In one embodiment, substantially no solvent is used in the laminating step via the adhesive layer. That is, the laminating step is preferably performed using an adhesive composition substantially free of a solvent. By using the adhesive composition containing substantially no solvent, the adhesive layer can be cured without the steps of drying and heating. In addition, defects (e.g., reduction in heating durability and appearance defects) caused by the remaining solvent can be prevented from occurring. In the present specification, the term "substantially not contained" means that the solvent-derived component is not more than the detection limit value when the obtained adhesive layer is analyzed.

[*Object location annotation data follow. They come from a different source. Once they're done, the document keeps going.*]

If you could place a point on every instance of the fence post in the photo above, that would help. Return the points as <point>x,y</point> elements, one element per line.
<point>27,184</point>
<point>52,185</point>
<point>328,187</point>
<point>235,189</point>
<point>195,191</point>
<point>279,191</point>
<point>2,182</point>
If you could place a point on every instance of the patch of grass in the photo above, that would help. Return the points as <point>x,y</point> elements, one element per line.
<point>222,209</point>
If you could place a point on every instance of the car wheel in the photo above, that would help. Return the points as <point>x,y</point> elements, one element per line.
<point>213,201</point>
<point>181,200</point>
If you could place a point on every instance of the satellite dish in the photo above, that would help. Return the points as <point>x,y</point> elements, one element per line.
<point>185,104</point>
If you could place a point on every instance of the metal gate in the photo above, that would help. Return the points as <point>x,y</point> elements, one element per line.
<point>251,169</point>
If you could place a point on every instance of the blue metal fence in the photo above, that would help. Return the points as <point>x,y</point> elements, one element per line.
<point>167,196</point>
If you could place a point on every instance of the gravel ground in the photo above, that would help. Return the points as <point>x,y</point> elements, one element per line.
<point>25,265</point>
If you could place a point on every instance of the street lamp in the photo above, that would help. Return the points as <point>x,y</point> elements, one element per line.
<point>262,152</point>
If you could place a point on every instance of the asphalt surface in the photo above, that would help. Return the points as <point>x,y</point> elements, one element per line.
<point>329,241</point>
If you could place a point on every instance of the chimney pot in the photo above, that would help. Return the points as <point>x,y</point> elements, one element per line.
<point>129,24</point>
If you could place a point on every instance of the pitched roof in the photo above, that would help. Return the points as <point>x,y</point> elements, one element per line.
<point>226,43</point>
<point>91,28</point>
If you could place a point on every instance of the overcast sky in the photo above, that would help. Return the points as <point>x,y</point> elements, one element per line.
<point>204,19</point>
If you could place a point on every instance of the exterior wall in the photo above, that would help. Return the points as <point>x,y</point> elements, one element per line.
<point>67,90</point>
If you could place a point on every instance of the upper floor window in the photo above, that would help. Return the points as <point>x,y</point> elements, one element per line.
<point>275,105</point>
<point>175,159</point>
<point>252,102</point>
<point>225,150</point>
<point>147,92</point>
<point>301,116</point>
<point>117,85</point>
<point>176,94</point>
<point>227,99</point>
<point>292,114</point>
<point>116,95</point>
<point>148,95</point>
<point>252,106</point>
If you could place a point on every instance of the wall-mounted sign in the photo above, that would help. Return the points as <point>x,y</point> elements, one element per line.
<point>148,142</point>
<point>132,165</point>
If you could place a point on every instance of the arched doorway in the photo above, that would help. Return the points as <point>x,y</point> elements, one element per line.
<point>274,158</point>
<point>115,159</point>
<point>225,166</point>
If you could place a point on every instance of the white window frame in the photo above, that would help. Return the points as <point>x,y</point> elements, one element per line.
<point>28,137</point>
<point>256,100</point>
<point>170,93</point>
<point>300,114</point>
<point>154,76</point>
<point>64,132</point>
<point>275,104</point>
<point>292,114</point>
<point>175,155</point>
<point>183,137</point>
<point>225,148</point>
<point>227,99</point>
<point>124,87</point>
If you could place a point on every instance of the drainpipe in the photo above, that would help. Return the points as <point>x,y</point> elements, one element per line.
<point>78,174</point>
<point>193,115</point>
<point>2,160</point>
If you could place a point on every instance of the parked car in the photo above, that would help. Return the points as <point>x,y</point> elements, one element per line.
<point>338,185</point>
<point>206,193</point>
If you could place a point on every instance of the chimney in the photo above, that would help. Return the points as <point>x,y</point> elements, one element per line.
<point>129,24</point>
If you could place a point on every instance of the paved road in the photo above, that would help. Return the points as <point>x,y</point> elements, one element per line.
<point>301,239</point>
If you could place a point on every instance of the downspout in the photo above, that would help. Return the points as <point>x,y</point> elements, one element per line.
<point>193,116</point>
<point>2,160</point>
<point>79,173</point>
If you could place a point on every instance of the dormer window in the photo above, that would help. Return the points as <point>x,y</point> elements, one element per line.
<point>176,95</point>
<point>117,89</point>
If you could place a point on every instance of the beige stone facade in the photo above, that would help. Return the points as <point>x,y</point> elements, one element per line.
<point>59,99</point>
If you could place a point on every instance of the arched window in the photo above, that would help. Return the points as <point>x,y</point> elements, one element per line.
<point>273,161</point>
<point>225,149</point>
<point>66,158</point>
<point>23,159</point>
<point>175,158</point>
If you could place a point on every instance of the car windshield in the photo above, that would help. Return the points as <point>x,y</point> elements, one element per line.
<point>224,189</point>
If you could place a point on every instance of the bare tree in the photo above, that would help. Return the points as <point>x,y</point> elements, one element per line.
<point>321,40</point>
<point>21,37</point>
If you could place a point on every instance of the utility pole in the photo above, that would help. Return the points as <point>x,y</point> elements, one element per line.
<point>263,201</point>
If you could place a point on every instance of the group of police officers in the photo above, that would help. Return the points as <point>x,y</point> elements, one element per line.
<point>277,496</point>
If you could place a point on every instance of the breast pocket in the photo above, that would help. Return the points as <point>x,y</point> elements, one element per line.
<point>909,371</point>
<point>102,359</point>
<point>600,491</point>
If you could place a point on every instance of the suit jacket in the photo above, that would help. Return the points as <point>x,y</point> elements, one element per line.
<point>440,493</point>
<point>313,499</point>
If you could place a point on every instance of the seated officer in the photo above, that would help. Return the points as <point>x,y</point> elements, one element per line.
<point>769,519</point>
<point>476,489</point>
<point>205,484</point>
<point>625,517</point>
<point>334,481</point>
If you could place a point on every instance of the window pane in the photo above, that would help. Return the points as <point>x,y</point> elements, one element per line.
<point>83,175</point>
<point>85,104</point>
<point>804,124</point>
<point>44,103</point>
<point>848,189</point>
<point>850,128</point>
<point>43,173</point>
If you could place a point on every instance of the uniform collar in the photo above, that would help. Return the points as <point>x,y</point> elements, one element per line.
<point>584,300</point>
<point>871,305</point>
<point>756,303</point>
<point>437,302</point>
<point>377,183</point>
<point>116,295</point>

In one embodiment, the adhesive layer is formed by an active energy ray-curable adhesive composition, preferably an ultraviolet-curable adhesive composition. In this embodiment, the adhesive layer can be formed by irradiating the applied adhesive composition with ultraviolet rays to cure the composition. As the irradiation light source, any suitable light source can be used, and examples thereof include a low-pressure mercury lamp, a high-pressure mercury lamp, an ultrahigh-pressure mercury lamp, a metal halide lamp, a xenon lamp, an LED, a black light, a chemical lamp, and the like.

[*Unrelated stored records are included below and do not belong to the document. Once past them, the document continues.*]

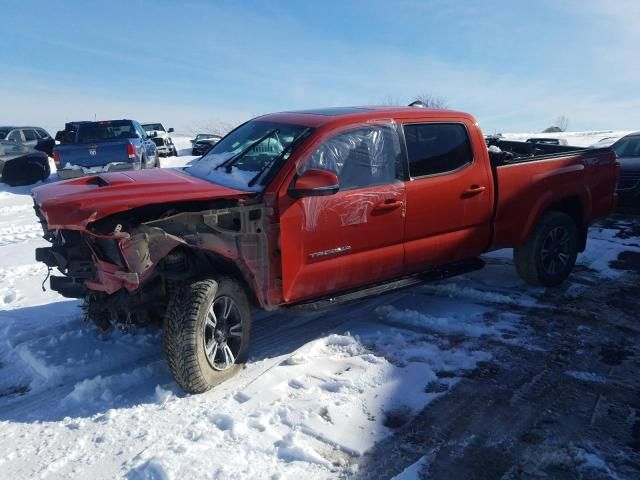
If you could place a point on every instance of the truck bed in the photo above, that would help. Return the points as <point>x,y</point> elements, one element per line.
<point>525,182</point>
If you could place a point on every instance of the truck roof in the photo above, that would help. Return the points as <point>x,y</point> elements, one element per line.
<point>344,115</point>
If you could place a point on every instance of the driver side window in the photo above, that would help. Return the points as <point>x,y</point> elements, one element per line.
<point>361,157</point>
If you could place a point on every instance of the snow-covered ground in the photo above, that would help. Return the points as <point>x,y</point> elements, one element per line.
<point>320,390</point>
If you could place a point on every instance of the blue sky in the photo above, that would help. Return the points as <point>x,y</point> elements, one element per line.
<point>515,65</point>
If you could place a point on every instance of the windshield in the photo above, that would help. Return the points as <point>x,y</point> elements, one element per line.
<point>276,137</point>
<point>150,127</point>
<point>101,131</point>
<point>628,147</point>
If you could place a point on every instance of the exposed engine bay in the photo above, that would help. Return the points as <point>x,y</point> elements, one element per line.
<point>124,266</point>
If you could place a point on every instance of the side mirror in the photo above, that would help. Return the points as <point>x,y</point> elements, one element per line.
<point>315,183</point>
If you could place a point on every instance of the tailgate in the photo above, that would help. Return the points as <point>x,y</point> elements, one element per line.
<point>93,154</point>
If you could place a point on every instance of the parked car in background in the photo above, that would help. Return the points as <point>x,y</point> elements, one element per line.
<point>605,142</point>
<point>549,141</point>
<point>22,165</point>
<point>68,135</point>
<point>628,150</point>
<point>161,138</point>
<point>202,136</point>
<point>32,137</point>
<point>312,208</point>
<point>202,146</point>
<point>105,146</point>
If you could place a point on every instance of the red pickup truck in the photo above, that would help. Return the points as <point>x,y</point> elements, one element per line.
<point>312,208</point>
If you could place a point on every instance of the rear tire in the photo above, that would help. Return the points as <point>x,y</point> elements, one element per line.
<point>207,331</point>
<point>549,254</point>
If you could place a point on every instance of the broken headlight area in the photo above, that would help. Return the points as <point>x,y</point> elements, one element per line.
<point>107,250</point>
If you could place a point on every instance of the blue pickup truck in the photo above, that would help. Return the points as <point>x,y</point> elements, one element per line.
<point>106,146</point>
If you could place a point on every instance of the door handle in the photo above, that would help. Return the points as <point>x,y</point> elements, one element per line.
<point>388,204</point>
<point>473,190</point>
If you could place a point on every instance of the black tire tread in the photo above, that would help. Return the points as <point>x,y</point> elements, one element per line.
<point>180,332</point>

The irradiation intensity may be set to any appropriate value depending on the adhesive layer-forming composition used. The irradiation energy (cumulative irradiation light quantity) is, for example, 100mJ/cm 2 ~5000mJ/cm 2 Preferably 200mJ/cm 2 ~3000mJ/cm 2 More preferably 300mJ/cm 2 ~3000mJ/cm 2 . In one embodiment, in order to promote the curing reaction, light irradiation may be performed under heating conditions.
B-2. Heating Process
The method for producing the polarizing plate with a retardation layer includes a step of heating a laminate laminated via an adhesive layer. By heating the laminate laminated via the adhesive layer, a polarizing plate with a retardation layer can be obtained which has little change in optical properties even when exposed to a high-temperature environment for a long time and which has excellent heating durability.
The heating of the laminate may be performed by any suitable method. Examples thereof include heating furnaces such as an oven, infrared heaters, and roll heaters.

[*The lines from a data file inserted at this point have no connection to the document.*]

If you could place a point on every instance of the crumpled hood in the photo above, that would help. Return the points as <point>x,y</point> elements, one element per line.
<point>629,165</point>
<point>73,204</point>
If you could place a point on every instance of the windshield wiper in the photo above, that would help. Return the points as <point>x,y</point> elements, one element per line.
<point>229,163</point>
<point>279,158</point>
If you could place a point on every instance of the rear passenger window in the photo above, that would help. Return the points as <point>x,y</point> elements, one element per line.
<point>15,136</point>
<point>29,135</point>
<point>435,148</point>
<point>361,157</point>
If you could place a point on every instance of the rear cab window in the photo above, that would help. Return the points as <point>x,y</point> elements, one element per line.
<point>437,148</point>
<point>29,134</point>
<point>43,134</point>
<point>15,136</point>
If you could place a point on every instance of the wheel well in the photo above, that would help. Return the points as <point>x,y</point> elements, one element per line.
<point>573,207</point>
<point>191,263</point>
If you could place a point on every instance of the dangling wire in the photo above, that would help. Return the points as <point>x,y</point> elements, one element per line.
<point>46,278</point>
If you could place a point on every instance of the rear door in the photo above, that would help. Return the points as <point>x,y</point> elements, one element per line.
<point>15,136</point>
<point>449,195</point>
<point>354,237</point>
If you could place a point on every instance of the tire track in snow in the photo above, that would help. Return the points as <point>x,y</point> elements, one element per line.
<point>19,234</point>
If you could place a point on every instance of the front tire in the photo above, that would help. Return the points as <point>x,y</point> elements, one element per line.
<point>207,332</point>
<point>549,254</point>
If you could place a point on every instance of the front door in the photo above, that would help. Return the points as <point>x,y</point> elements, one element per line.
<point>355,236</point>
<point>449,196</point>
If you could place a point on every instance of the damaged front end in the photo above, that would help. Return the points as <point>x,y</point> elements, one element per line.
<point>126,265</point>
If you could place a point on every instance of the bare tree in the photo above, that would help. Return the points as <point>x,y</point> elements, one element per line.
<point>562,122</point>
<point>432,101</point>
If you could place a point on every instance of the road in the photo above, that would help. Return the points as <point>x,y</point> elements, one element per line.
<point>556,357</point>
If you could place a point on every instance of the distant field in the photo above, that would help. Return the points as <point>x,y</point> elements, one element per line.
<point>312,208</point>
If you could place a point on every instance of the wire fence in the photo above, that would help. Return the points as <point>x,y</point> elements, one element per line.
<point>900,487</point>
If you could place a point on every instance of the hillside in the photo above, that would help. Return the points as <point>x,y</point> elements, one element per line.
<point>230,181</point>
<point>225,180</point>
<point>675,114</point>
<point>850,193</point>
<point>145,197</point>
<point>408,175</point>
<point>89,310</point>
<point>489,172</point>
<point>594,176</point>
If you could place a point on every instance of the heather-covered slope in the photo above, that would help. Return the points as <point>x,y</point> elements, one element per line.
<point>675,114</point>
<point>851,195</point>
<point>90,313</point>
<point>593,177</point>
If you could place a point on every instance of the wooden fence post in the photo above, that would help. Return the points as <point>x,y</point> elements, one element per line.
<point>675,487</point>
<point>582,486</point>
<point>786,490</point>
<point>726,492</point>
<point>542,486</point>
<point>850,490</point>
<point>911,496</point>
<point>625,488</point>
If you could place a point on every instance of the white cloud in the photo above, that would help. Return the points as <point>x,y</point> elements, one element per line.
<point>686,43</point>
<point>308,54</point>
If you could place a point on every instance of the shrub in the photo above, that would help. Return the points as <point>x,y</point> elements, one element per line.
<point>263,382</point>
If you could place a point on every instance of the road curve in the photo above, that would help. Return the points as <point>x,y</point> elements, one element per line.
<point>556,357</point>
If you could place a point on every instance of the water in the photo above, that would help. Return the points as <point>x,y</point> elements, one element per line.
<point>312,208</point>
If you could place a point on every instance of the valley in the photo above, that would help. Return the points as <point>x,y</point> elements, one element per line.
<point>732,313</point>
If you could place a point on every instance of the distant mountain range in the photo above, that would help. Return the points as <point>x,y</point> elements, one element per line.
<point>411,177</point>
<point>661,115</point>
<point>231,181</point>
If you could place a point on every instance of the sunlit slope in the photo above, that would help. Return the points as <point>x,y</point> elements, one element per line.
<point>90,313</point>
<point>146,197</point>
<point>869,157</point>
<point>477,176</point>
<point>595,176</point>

The heating temperature is preferably 90 to 120 ℃ and more preferably 90 to 110 ℃. The heating time is preferably more than 1 hour, more preferably 2 to 120 hours, and further preferably 6 to 48 hours. By heating the laminate at the above-described temperature or time, a polarizing plate with a retardation layer having little change in optical characteristics even when exposed to a high-temperature environment for a long time can be obtained.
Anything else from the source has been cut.